Saudi Arabia is not avoiding blame for September 11
a letter to the editor of The Washington Times by Nail A. Al-Jubeir, Deputy Director of the Saudi Arabian Information Office in Washington DC published September, 14, 2002

In response to "Saudi prince denies his country to blame," it seems that the "combined dispatches" did a clever job of parsing words in order to warrant a juicier headline. At no point does Defense Minister Sultan bin Abdul Aziz state that Saudi Arabia accepts no responsibility for the events of September 11, yet that is the lead of your story. The report then goes on to mention "a defensive tone" throughout the Arab world and that "many citizens" still admire al Qaeda, without any trace of a source or background for these blanket statements.
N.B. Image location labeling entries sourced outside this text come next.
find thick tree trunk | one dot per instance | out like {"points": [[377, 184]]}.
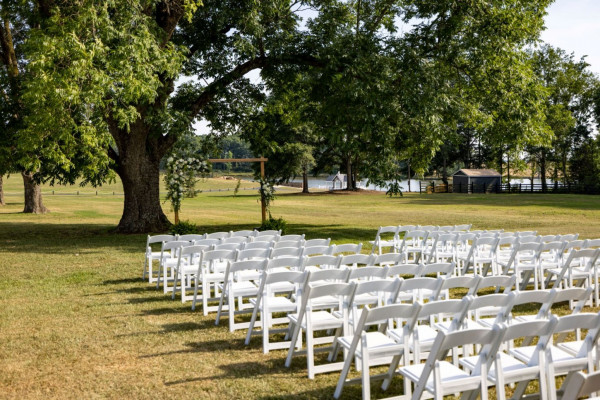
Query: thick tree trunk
{"points": [[33, 195], [543, 171], [349, 174], [2, 191], [139, 172], [304, 181]]}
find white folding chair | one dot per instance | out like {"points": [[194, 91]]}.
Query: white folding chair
{"points": [[150, 255], [314, 263], [364, 345], [210, 273], [191, 237], [440, 377], [481, 256], [238, 284], [308, 320], [317, 250], [413, 243], [217, 235], [580, 385], [346, 248], [317, 242], [505, 369], [185, 272], [387, 236], [273, 297], [169, 256]]}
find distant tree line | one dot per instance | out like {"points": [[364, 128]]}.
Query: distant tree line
{"points": [[372, 87]]}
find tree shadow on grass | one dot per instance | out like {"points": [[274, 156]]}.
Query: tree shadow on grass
{"points": [[47, 238]]}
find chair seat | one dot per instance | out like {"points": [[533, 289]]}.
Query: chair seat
{"points": [[511, 367], [320, 320], [377, 343], [453, 379], [277, 304]]}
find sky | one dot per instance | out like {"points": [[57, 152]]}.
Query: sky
{"points": [[574, 26]]}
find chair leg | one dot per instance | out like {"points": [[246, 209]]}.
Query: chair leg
{"points": [[366, 378]]}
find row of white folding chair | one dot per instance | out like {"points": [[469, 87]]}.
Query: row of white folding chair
{"points": [[383, 239], [183, 270], [212, 238], [524, 364]]}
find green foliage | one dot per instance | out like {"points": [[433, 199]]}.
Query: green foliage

The statement by Prince Sultan was in no way an attempt to avoid blame for September 11. Rather, it was meant to clarify Saudi Arabia's feelings toward all terrorist acts. The kingdom does not support and will never stand for terrorism in any part of the world, including the United States. We have suffered terrorist acts also, and we know the pain these acts can cause for the families of victims. The statement only meant to ask that the world not transpose the actions of a handful of Saudis to the entire nation.

The kingdom of Saudi Arabia does not support, sponsor or condone violence of any kind in any situation. Our religion, which governs the way we live, condemns it unequivocally. Our leaders condemn it, and they condemn those who so horribly attacked America last September.

We are not denying blame, but simply stating that the acts of a few lost souls should not reflect on an entire nation. We do not equate Timothy McVeigh or David Koresh with the U.S. To do the same to Saudi Arabia does not evidence clear thinking.